Soyons honnêtes avec nous-mêmes : sommes-nous des sujets obéissants et zélés du Christ, notre roi ? Ou bien lui dérobons-nous une partie de notre vie, de notre âme ?
« Ce ne sont pas tous ceux qui me disent : Seigneur, Seigneur, qui entreront dans le royaume des cieux ; mais celui qui fait la volonté de mon Père qui est aux cieux, celui-là entrera dans le royaume des cieux. »
(Mat 7, 21).
Le Christ-Roi n’a pas besoin de nos acclamations faciles ni de nos faibles gesticulations politiques. Il a besoin de notre capitulation totale, aimante et joyeuse, ici et maintenant, dans nos familles, nos entreprises, nos conversations, dans nos façons de penser et de vivre, et même devant nos écrans.
Son divin Règne commence là : dans le silence d’un cœur qui choisit enfin de s’incliner devant Celui qui seul a les paroles de la vie éternelle.
Bibliographie sur la royauté de Jésus-Christ
- Pie XI, encyclique Quas primas, 1925.
- Dom Jean de Monléon, Le Christ-Roi, éditions Quentin Moreau.
- Jean Ousset, Pour qu’Il règne, éditions DMM.

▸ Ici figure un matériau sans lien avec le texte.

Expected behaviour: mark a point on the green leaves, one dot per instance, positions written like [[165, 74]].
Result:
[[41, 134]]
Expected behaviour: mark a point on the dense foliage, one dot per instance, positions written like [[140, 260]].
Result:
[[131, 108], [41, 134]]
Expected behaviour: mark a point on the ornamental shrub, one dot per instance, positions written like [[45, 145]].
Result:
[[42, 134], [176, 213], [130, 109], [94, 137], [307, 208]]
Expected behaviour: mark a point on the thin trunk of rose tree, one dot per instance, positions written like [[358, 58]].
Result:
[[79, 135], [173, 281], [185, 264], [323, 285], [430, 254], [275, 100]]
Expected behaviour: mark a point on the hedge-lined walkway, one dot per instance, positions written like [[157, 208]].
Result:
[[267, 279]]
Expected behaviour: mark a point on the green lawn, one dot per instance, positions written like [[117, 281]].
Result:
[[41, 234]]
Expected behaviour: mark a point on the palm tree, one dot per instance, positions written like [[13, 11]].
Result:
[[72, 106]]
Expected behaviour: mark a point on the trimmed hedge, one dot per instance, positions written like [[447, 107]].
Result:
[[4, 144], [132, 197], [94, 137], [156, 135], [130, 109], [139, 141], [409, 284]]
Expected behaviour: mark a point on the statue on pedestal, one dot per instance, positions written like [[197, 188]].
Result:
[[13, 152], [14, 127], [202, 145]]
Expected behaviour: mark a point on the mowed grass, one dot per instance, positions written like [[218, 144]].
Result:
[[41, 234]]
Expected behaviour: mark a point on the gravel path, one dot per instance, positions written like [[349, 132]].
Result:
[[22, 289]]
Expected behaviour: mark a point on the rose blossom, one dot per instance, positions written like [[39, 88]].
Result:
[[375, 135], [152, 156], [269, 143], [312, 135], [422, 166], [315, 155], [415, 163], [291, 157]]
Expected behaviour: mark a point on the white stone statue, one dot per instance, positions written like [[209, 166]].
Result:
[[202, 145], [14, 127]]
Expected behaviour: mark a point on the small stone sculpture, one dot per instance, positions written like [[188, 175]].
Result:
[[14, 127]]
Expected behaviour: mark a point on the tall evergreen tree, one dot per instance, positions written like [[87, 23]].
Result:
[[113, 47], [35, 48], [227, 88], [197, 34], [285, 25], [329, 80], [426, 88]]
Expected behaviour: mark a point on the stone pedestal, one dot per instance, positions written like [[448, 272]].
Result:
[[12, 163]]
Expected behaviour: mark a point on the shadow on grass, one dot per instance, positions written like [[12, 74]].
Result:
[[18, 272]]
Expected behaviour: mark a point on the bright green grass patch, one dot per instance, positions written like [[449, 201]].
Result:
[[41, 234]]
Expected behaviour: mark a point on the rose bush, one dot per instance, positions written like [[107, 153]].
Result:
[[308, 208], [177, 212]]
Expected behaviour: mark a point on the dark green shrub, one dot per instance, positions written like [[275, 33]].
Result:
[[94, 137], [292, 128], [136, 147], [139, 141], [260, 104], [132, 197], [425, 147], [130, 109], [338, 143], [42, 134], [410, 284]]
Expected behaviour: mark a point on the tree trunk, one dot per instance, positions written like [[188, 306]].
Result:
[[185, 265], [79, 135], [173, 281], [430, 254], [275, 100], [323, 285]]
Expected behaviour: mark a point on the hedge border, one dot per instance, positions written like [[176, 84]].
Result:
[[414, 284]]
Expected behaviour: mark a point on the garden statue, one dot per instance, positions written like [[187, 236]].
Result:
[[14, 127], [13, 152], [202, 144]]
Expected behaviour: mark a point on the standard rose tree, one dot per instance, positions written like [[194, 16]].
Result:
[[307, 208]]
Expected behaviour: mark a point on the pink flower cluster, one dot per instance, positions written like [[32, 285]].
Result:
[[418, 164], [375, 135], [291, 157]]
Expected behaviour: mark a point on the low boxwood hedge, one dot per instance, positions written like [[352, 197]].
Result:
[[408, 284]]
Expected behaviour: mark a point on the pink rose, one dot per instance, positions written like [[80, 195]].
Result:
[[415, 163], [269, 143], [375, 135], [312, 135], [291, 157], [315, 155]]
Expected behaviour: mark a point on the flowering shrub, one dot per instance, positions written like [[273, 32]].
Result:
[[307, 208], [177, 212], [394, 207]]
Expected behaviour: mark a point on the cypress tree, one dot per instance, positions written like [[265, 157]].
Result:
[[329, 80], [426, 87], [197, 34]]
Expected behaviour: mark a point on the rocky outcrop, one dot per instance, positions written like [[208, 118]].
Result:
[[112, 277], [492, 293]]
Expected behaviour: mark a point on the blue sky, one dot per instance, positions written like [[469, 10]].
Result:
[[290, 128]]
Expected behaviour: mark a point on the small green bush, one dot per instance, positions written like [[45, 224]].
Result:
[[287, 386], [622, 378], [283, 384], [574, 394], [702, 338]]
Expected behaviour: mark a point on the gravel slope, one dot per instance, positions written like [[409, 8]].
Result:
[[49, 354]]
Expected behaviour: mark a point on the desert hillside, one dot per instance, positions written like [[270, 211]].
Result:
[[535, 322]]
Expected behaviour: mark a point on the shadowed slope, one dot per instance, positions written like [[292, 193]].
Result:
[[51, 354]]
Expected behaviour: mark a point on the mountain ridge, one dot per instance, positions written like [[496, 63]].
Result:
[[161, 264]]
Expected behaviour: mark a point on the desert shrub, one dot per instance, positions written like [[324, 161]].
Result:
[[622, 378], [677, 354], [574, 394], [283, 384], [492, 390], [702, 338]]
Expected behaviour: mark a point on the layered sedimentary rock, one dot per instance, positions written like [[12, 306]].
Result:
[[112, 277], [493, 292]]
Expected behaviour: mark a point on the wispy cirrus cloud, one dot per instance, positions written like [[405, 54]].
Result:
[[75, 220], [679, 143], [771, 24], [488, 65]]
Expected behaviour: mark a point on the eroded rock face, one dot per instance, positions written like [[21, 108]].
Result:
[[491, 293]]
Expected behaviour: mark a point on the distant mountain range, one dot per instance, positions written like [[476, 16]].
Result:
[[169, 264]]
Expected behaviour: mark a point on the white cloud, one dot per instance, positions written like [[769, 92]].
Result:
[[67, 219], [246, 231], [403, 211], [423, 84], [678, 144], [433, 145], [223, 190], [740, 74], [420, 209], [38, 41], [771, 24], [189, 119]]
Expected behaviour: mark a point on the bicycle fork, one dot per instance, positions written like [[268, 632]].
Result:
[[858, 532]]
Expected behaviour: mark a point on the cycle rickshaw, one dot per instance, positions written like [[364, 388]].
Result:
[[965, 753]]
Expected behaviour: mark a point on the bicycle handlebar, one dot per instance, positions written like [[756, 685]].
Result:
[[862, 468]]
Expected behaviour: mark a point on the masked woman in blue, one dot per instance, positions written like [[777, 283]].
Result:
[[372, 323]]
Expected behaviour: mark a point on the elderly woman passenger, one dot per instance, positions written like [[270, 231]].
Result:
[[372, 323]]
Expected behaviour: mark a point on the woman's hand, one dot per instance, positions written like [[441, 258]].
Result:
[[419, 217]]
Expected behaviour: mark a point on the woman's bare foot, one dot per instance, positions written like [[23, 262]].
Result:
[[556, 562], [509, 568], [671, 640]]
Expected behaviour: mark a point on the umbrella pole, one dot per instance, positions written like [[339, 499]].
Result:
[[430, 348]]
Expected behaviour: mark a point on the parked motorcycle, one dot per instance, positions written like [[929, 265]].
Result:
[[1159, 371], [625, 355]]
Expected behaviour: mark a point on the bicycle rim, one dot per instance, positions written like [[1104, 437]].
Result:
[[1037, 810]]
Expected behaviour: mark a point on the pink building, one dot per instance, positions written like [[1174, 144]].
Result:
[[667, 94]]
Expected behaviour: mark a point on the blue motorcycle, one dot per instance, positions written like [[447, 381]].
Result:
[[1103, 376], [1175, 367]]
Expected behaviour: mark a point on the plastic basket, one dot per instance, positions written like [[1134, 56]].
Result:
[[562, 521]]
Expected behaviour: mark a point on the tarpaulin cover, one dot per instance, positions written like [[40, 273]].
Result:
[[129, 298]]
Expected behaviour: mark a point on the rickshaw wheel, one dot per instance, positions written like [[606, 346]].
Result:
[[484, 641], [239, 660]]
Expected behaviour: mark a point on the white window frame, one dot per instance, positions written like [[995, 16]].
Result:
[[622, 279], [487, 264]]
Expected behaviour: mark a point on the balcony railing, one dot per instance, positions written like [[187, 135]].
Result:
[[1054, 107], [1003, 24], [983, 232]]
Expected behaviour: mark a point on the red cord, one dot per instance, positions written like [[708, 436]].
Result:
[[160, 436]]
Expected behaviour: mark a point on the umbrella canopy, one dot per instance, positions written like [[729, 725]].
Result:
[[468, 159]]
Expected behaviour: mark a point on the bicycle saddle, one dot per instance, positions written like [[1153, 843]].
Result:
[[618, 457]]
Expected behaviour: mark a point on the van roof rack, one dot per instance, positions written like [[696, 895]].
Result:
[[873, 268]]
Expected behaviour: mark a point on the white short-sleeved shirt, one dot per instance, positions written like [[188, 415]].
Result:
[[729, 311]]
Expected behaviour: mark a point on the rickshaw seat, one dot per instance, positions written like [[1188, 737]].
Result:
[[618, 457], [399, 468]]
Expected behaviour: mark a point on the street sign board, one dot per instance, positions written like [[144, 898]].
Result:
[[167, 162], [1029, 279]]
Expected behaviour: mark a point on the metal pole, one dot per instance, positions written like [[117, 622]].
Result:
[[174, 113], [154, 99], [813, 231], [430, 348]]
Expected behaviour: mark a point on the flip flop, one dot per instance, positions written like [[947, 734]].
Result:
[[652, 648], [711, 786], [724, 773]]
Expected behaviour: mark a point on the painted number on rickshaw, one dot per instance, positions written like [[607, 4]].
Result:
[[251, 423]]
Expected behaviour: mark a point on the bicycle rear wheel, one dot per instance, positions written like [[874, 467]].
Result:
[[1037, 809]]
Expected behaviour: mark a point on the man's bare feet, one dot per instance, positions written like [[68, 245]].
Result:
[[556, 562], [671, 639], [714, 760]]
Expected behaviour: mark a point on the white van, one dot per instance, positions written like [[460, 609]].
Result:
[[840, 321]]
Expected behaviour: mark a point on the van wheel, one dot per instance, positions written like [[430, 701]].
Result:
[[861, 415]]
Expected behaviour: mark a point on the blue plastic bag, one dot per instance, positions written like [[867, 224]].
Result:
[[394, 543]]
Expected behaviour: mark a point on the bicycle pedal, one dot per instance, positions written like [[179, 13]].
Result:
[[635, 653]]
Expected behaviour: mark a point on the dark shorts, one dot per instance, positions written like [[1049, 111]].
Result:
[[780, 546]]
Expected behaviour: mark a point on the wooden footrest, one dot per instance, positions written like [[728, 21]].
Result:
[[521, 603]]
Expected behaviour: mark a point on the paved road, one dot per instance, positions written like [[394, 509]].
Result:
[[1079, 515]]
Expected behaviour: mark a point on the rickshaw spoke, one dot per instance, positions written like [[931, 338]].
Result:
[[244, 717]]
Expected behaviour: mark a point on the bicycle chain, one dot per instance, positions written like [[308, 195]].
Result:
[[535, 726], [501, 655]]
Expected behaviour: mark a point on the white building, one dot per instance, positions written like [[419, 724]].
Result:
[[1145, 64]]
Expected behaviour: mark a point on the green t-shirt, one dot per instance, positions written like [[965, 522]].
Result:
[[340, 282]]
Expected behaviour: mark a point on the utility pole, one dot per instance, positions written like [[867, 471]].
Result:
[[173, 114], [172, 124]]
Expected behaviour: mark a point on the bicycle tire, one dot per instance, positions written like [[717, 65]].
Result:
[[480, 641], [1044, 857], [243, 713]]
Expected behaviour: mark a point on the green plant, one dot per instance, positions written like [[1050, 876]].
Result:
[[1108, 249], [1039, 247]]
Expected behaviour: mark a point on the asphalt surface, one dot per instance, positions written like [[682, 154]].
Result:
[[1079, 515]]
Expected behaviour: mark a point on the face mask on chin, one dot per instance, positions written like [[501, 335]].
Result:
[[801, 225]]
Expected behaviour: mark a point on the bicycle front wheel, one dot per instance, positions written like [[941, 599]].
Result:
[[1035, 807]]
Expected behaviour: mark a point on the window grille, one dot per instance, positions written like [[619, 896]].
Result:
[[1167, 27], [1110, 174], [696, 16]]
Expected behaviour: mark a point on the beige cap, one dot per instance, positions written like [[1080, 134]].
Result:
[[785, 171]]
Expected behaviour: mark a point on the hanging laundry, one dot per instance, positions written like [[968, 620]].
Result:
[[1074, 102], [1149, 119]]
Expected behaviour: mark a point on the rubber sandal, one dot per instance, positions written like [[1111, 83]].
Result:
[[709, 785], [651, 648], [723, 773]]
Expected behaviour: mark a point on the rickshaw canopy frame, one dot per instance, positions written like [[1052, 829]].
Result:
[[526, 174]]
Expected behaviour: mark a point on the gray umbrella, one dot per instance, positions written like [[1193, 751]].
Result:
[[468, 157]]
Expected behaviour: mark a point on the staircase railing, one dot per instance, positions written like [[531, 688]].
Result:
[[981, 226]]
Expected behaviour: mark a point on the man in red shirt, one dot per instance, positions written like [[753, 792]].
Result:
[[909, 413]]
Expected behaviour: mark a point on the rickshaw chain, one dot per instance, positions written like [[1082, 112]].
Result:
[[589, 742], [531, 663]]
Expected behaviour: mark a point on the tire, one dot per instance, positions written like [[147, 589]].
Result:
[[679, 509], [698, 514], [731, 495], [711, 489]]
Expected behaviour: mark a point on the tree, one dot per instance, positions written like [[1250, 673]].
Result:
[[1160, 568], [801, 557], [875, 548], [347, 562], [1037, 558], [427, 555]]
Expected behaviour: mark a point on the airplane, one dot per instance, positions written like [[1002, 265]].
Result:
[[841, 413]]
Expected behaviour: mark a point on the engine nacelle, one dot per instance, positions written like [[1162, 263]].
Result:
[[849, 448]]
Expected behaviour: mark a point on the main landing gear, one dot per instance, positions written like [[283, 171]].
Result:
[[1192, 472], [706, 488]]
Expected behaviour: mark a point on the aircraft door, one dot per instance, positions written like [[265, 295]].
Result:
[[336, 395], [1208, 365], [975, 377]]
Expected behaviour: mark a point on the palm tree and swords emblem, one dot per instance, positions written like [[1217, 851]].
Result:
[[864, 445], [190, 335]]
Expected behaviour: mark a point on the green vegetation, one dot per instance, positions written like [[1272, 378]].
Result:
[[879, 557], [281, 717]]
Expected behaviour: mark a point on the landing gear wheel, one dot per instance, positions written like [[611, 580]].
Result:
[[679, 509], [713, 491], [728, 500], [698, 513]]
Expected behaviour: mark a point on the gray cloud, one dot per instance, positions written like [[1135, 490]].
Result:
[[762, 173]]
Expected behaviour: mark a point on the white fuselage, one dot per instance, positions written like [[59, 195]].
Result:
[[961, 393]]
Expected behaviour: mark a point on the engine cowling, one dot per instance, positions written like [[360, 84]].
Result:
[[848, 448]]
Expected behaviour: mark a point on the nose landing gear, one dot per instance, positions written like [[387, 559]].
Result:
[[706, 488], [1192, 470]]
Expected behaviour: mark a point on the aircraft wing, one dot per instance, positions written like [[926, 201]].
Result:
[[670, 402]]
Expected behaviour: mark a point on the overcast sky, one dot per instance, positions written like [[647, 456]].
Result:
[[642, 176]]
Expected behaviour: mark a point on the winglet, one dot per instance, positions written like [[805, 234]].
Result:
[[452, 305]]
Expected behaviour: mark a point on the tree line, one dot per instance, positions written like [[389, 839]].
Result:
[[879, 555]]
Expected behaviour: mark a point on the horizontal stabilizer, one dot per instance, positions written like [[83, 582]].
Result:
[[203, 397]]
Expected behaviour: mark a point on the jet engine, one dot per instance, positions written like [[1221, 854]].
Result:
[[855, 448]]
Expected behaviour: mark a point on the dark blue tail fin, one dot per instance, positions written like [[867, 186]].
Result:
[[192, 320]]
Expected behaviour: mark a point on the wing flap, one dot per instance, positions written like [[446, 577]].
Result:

- Mgr Lefebvre, Ils L’ont découronné, éditions Clovis.
- Dom Guéranger, Jésus-Christ, roi de l’histoire, éditions saint Jérôme.
- RP Théotime de Saint-Just, La royauté sociale de Notre-Seigneur Jésus-Christ.
- RP Calmel, Que votre règne arrive, éditions NEL.
- RP Calmel, Théologie de l’histoire, éditions DMM.